Diário Eletrônico

PODER JUDICIÁRIO

TRIBUNAL REGIONAL FEDERAL DA 3ª REGIÃO
 PODER JUDICIÁRIO
Tribunal Regional Federal da 3ª Região
2ª Turma

APELAÇÃO CÍVEL (198) Nº 0008216-56.2008.4.03.6108

RELATOR: Gab. 04 - DES. FED. GISELLE FRANÇA

APELANTE: INSTITUTO NACIONAL DO SEGURO SOCIAL - INSS

Advogado do(a) APELANTE: ANTONIO ZAITUN JUNIOR - SP169640-N

APELADO: BATERIAS CRAL LTDA

Advogado do(a) APELADO: HENRIQUE AUGUSTO PAULO - SP77333-A

OUTROS PARTICIPANTES:

 

 


 

  

 PODER JUDICIÁRIO
Tribunal Regional Federal da 3ª Região
2ª Turma
 

APELAÇÃO CÍVEL (198) Nº 0008216-56.2008.4.03.6108

RELATOR: Gab. 04 - DES. FED. GISELLE FRANÇA

APELANTE: INSTITUTO NACIONAL DO SEGURO SOCIAL - INSS

Advogado do(a) APELANTE: ANTONIO ZAITUN JUNIOR - SP169640-N

APELADO: BATERIAS CRAL LTDA

Advogado do(a) APELADO: HENRIQUE AUGUSTO PAULO - SP77333-A

OUTROS PARTICIPANTES:

 

 

 

  

 

R E L A T Ó R I O

 

Trata-se de ação regressiva proposta pelo INSS, com fundamento nos artigos 120 e 121 da Lei nº 8.213/91, em face de Baterias Cral LTDA visando ressarcimento ao erário das verbas despendidas com o pagamento de benefício previdenciário decorrente de acidente de trabalho.

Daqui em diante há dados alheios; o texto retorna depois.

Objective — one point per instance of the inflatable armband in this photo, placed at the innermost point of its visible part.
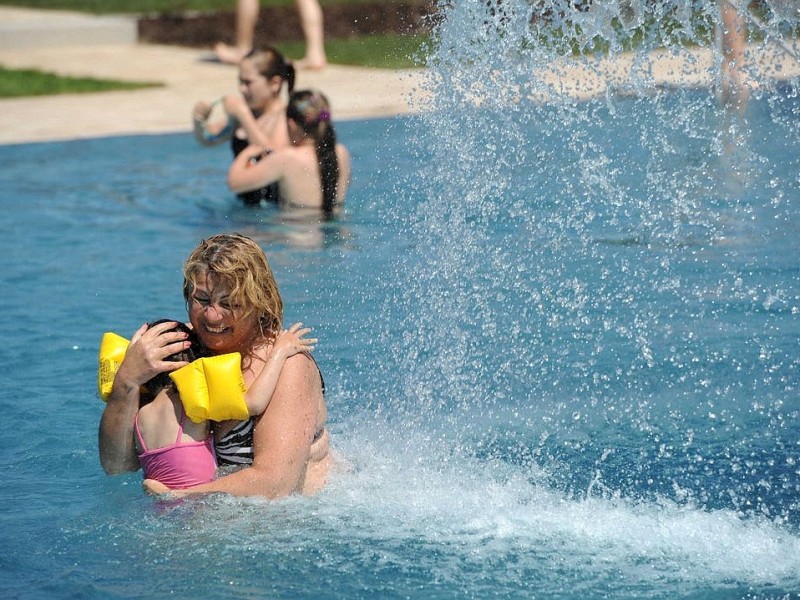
(112, 351)
(212, 388)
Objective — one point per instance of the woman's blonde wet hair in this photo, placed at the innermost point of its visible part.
(240, 264)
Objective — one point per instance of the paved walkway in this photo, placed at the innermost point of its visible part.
(106, 47)
(80, 45)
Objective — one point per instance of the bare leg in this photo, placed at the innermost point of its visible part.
(312, 23)
(734, 78)
(246, 19)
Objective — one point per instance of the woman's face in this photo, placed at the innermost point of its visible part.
(258, 91)
(218, 322)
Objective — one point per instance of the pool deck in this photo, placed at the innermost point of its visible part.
(106, 47)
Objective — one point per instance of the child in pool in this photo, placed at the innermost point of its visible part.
(179, 452)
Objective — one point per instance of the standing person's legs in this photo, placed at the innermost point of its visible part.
(734, 40)
(312, 23)
(246, 20)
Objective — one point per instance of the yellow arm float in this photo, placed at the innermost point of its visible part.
(212, 388)
(112, 351)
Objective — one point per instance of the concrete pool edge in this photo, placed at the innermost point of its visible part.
(355, 93)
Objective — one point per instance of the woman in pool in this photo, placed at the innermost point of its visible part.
(177, 451)
(256, 116)
(313, 172)
(234, 306)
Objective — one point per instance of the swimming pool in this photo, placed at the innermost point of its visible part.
(560, 344)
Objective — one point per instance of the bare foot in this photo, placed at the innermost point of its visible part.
(230, 55)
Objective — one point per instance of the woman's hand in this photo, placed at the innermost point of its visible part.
(156, 488)
(236, 106)
(144, 358)
(291, 341)
(201, 111)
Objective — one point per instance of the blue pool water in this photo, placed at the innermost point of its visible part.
(542, 388)
(560, 343)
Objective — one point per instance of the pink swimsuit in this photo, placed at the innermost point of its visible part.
(181, 465)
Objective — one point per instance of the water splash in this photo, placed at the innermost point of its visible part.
(591, 278)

A r. sentença (ID 100043559, fls. 220/228) declarou a prescrição e julgou extinto o processo, condenando o INSS ao pagamento de honorários advocatícios fixados em 15% do valor da causa, corrigidos monetariamente desde outubro de 2008.

Apela o INSS alegando, em síntese, imprescritibilidade da ação regressiva, sustentando que a prescrição atingiria apenas as “prestações anteriores ao quinquênio antecedente ao seu ajuizamento” e requerendo a redução equitativa da verba honorária, a ser fixada no percentual de 5% do valor da causa (ID 100043559, fls. 231/248).

Com contrarrazões, subiram os autos.

É o relatório.

 

 


 PODER JUDICIÁRIO
Tribunal Regional Federal da 3ª Região
2ª Turma
 

APELAÇÃO CÍVEL (198) Nº 0008216-56.2008.4.03.6108

RELATOR: Gab. 04 - DES. FED. GISELLE FRANÇA

APELANTE: INSTITUTO NACIONAL DO SEGURO SOCIAL - INSS

Advogado do(a) APELANTE: ANTONIO ZAITUN JUNIOR - SP169640-N

APELADO: BATERIAS CRAL LTDA

Advogado do(a) APELADO: HENRIQUE AUGUSTO PAULO - SP77333-A

OUTROS PARTICIPANTES:

 

 

 

 

 

V O T O

 

 

O caso dos autos é de extinção do processo com resolução do mérito em razão do reconhecimento de ocorrência da prescrição, nos termos do artigo 269, IV, do CPC/1973.

Conforme jurisprudência consolidada no STJ, nos casos de ação de regresso acidentária, ante o princípio da isonomia, aplica-se o prazo prescricional quinquenal das ações indenizatórias contra a Fazenda Pública, previsto no art. 1º do Decreto-Lei nº 20.910/1932, não havendo que se falar em reconhecimento de relação de trato sucessivo, a prescrição atingindo o próprio fundo de direito. 

Nesse sentido: 

 

PREVIDENCIÁRIO E PROCESSO CIVIL. AGRAVO INTERNO NO AGRAVO EM RECURSO ESPECIAL. AÇÃO REGRESSIVA. RESSARCIMENTO DE VALORES PAGOS PELO INSS RELATIVOS A BENEFÍCIO ACIDENTÁRIO. PELO PRINCÍPIO DA ISONOMIA, O PRAZO PRESCRICIONAL QUINQUENAL DAS AÇÕES INDENIZATÓRIAS CONTRA A FAZENDA PÚBLICA, PREVISTO NO ART. 1o. DO DECRETO-LEI 20.910/1932, DEVE SER APLICADO AOS CASOS EM QUE O INSS MOVE AÇÃO RESSARCITÓRIA CONTRA O EMPREGADOR. AÇÃO REGRESSIVA MOVIDA PELO INSS EM FACE DE EMPRESA RESPONSÁVEL POR ACIDENTE DE TRABALHO. INTERPRETAÇÃO CONJUNTA DOS ARTS. 22 DA LEI 8.212/1991 E 120 DA LEI 8.213/1991. A CONTRIBUIÇÃO AO SAT NÃO ELIDE A RESPONSABILIDADE DA EMPRESA. AGRAVO INTERNO DA EMPRESA A QUE SE NEGA PROVIMENTO.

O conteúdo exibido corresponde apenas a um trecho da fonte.